A majority of 64 percent of Americans believe that the Secret Service failed in their duty to protect Donald Trump during the rally in Butler, Pennsylvania, on July 13 where he survived an assassination attempt, according to an exclusive poll for Newsweek.

The results obtained by the Redfield & Wilton Strategies poll, which was conducted on Monday among 1,750 eligible voters in the United States, show that Americans blame the Secret Service for failing to secure the rooftop from which the gunman, 20-year-old Thomas Matthew Crooks, shot at Trump, grazing the former president, killing one person and injuring two more.

Among Trump voters, the percentage of those who believe the Secret Service failed to protect the Republican presidential nominee went up to a staggering 83 percent, while among those who voted for Joe Biden in 2020, it was 55 percent—still a majority of respondents.

The same feeling seems to be shared by lawmakers questioning security officials over the failures that led to Trump being shot.

Former President Donald Trump is rushed offstage by Secret Service agents after being grazed by a bullet at a rally in Pennsylvania on July 13. A majority of Americans blame the Secret Service for failing…


Anna Moneymaker/Getty Images

After a contentious House hearing last week where she was asked about how Crooks could have dodged the security checks put in place to protect the former president, Secret Service Director Kimberly Cheatle resigned, saying she was taking full responsibility for what she called the agency’s “most significant operational failure” in decades.

“The Secret Service’s solemn mission is to protect our nation’s leaders and financial infrastructure,” Cheatle wrote in her resignation letter. “On July 13th, we fell short on that mission. The scrutiny over the last week has been intense and will continue to remain as our operational tempo increases. As your director, I take full responsibility for the security lapse.”

Both Republicans and Democrats had called for Cheatle to resign in a rare show of bipartisan unity.

A majority of 54 percent of Americans polled by Redfield & Wilton Strategies said they supported Cheatle’s decision to resign in the wake of the assassination attempt.

As questions over the agency’s security failures during the rally continue, acting Director Ronald Rowe Jr. attended the Senate hearing on Tuesday, acknowledging that the incident represented a “failure, on multiple levels.”

Crucially, he wasn’t able to answer how Crooks got on a rooftop so close to the rally’s stage with an AR-15-style gun without being questioned or stopped.
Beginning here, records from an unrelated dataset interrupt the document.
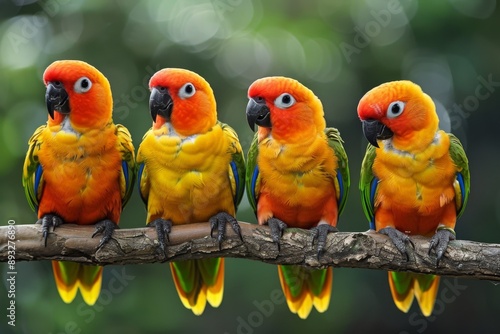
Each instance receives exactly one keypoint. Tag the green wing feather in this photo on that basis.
(31, 166)
(237, 164)
(335, 142)
(128, 174)
(459, 158)
(365, 184)
(252, 178)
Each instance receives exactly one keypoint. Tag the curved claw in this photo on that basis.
(219, 222)
(47, 221)
(320, 232)
(106, 227)
(163, 228)
(439, 242)
(399, 239)
(277, 227)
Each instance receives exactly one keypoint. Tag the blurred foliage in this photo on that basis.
(339, 49)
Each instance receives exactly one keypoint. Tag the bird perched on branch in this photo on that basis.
(80, 166)
(414, 180)
(297, 176)
(191, 170)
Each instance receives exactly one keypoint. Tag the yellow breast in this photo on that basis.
(188, 176)
(301, 173)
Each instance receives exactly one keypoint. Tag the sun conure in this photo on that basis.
(297, 176)
(80, 166)
(414, 180)
(191, 170)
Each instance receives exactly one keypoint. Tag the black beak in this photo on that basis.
(160, 103)
(258, 113)
(373, 130)
(56, 98)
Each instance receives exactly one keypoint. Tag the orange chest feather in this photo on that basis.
(81, 175)
(415, 183)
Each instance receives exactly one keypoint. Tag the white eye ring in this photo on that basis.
(82, 85)
(395, 109)
(187, 91)
(284, 101)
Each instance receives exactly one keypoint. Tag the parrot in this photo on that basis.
(79, 168)
(191, 169)
(415, 180)
(297, 176)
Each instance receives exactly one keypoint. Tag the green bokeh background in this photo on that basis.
(339, 49)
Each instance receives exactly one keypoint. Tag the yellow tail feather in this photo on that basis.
(322, 301)
(426, 299)
(216, 291)
(197, 299)
(402, 301)
(71, 277)
(304, 302)
(90, 289)
(67, 284)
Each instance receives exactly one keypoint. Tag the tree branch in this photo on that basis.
(354, 250)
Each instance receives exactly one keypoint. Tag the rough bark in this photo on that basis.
(354, 250)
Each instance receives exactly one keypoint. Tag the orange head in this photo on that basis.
(78, 92)
(183, 99)
(285, 107)
(399, 110)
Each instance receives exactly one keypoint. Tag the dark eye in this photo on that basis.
(187, 90)
(284, 101)
(82, 85)
(395, 109)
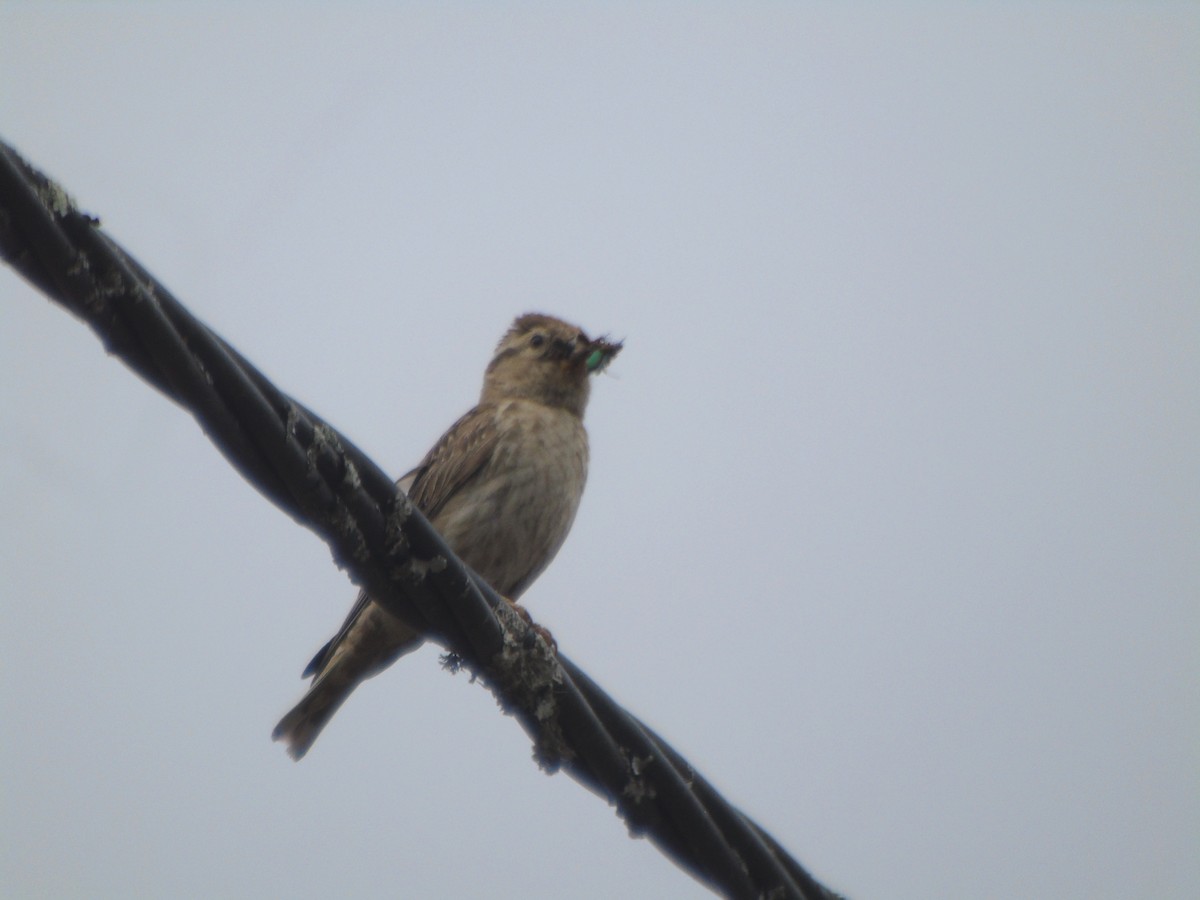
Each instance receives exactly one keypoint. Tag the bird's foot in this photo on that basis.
(534, 627)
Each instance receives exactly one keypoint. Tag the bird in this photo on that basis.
(502, 487)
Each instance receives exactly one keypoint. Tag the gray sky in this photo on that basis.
(893, 521)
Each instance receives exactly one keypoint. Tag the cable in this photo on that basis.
(323, 481)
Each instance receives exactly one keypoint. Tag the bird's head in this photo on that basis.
(546, 360)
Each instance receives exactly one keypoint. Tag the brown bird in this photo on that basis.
(501, 486)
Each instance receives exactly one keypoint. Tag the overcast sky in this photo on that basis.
(893, 522)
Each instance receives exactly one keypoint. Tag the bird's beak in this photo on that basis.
(599, 353)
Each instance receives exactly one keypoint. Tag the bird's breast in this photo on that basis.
(510, 519)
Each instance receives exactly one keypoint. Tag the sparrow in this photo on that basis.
(501, 486)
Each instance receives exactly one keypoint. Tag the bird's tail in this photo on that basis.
(301, 726)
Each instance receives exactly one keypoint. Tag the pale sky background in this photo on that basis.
(893, 523)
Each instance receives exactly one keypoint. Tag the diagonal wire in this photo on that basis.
(327, 484)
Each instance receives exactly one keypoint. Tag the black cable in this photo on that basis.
(327, 484)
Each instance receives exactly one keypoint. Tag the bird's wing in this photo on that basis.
(459, 455)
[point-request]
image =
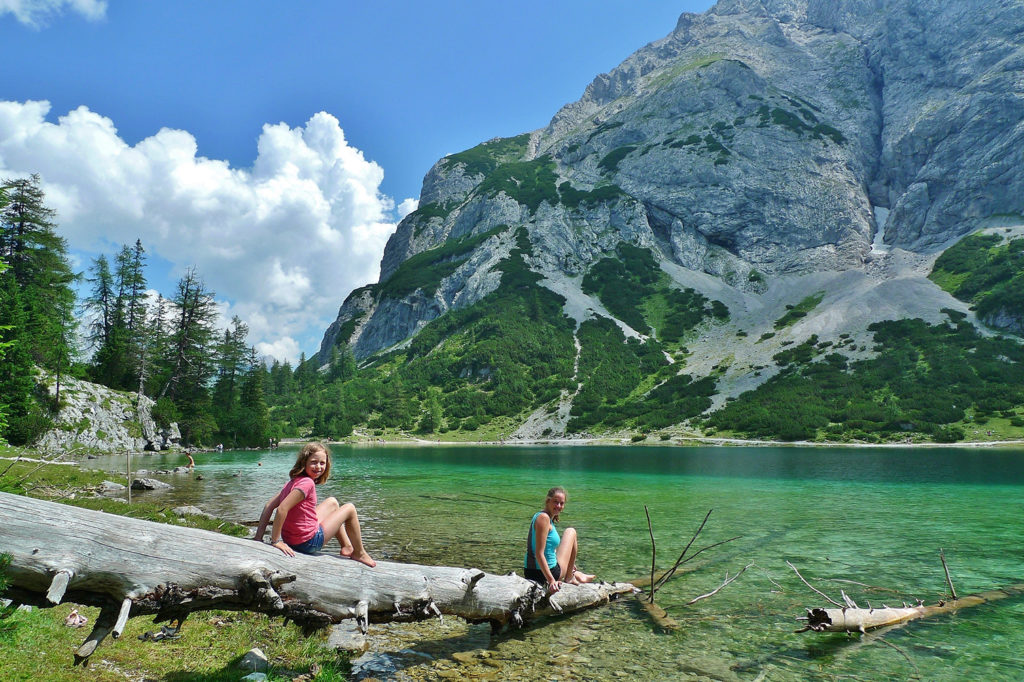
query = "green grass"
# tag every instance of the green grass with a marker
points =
(800, 310)
(483, 159)
(529, 182)
(983, 270)
(609, 164)
(38, 645)
(426, 269)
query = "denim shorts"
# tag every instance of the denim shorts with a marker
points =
(312, 545)
(537, 574)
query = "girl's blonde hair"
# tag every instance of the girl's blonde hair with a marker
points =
(308, 451)
(552, 493)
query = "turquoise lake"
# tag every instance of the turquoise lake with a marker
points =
(866, 521)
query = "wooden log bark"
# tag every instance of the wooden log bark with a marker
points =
(861, 620)
(126, 565)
Rowe told the Senate that agents committed “policy violations” that would be “held accountable” and that the Secret Service had already identified “gaps in our security” that are being fixed.

One such gap was the failure to deploy a drone ahead of the rally because of cellular connectivity issues.

Witnesses at the rally told news media that they had spotted the gunman crawling on the rooftop with a rifle within five to seven minutes of Trump speaking on stage and alerted police officers of his presence. Neither police nor Secret Service officials, according to witnesses, intervened to stop Crooks before he started shooting. Secret Service agents then shot Crooks dead.

According to Rowe, officers had noticed that Crooks had a range finder, but their suspicions of it “had not risen to the level of threat, or imminent harm” to former President Trump. He said it was indefensible that the roof had not been secured.

“What I saw made me ashamed. As a career law enforcement officer and a 25-year Secret Service veteran, I cannot defend why that roof was not better secured,” Rowe said on Tuesday.